Если этот кризис все-таки не шарахнет окончательно, если его переборют – будет первый вариант, только более мягкий. Разделение уже произошло, просто оно не настолько ярко выражено. Но самое обидное, что бренд «фантастика» сейчас в основном захватили представители литературно-развлекательной индустрии. Иногда даже очень качественно сделанные образцы, но…
Можно вспомнить и другую крайность. Я имею в виду товарищей из мэйнстрима. С их колокольни все мы, собравшиеся на «РОСКОНе» — это всё одинаково нечитабельно, и не литература. Без всяких дефиниций.
Реплика. Раньше фантастика была достоянием интеллигенции, теперь фантастика считается достоянием быдла.
Ладыженский. Я когда-то сказал обидную вещь. Ряд коллег обиделся, но я готов повторить. Писатели-фантасты за пять-шесть лет с 95-го по 2001-й сделали все возможное, чтобы фантастика стала знаком качества. Я говорю о периоде, когда начали фантастов активно издавать. Вспомните, кто издавался в этот период! Фантастика стала издаваться в приличных обложках (вспомните жуткие обложки 90-х), по фантастике стали защищаться диссертации.

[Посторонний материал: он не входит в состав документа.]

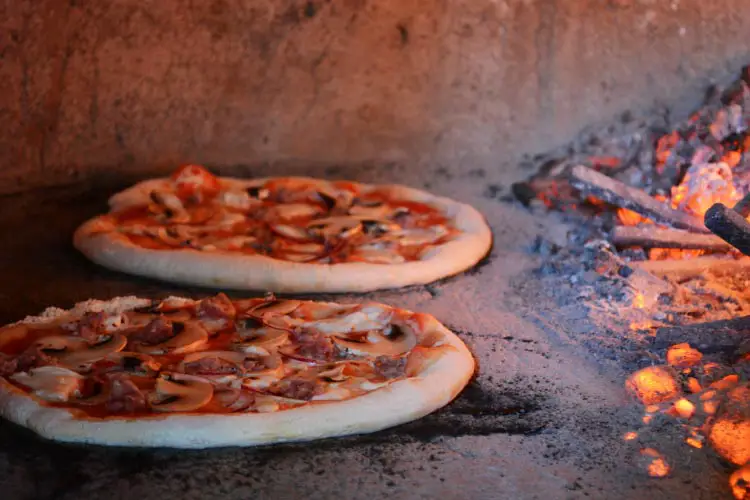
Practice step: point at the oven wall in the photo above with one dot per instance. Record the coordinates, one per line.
(91, 88)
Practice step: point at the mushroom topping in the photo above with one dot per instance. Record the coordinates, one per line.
(168, 206)
(265, 338)
(180, 392)
(292, 232)
(335, 227)
(77, 353)
(51, 383)
(133, 362)
(293, 211)
(275, 307)
(187, 337)
(378, 255)
(366, 317)
(375, 210)
(237, 199)
(257, 193)
(420, 236)
(399, 342)
(213, 363)
(174, 235)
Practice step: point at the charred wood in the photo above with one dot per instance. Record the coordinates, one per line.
(656, 237)
(616, 193)
(713, 336)
(730, 226)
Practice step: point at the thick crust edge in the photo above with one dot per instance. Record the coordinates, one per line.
(252, 272)
(400, 402)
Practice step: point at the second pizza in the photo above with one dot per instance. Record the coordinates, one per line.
(284, 234)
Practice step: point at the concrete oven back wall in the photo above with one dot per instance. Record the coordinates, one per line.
(104, 88)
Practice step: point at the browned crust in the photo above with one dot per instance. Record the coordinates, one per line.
(223, 269)
(435, 385)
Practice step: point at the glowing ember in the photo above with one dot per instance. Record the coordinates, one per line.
(704, 185)
(639, 301)
(629, 436)
(739, 481)
(694, 442)
(683, 356)
(630, 218)
(693, 385)
(684, 408)
(654, 384)
(731, 439)
(657, 466)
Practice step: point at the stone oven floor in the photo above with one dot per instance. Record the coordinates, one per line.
(543, 418)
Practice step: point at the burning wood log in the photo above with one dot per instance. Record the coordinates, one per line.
(616, 193)
(731, 224)
(713, 336)
(686, 268)
(656, 237)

Дело пошло на взлет. Следующие десять лет сделали все возможное, чтобы это прекратилось. Результат налицо. Обложки дрянные, дядьки с мечами, тетки в бронелифчиках; диссертаций маловато. Редко-редко что-то мелькнет. Тут недавно Василий Владимирский сказал: «Олди очень романтичны, когда они защищают позиции традиционной литературы. Но это же, мол, безнадежно, она же проиграла спор литературе развлекательной!» Не дождетесь, как в том анекдоте. Я практик, я на стороне самой жизнеспособной твари. Так вот, традиционная литература доказала свою жизнеспособность. Она жива уже не первый век. А все остальное приходит и уходит, и каждый раз считается, что ОНО победило.

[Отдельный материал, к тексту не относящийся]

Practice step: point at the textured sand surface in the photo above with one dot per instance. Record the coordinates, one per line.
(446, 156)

Громов. На данном конкретном этапе — да. Но потом победители куда-то деваются. Это как Китай, который кто только не завоевывал. В итоге Китай до сих пор стоит уже которую тысячу лет, а где все эти завоеватели?! Чжурчжени с маньчжурами?!
Ладыженский. Поэтому мы считаем, что наша ниша удобная. Нам там тепло.
Громов. С другой стороны, если хоть как-то эту нишу не защищать и не обозначать свою позицию — перед коллегами стыдно, что ли. Перед собой стыдно.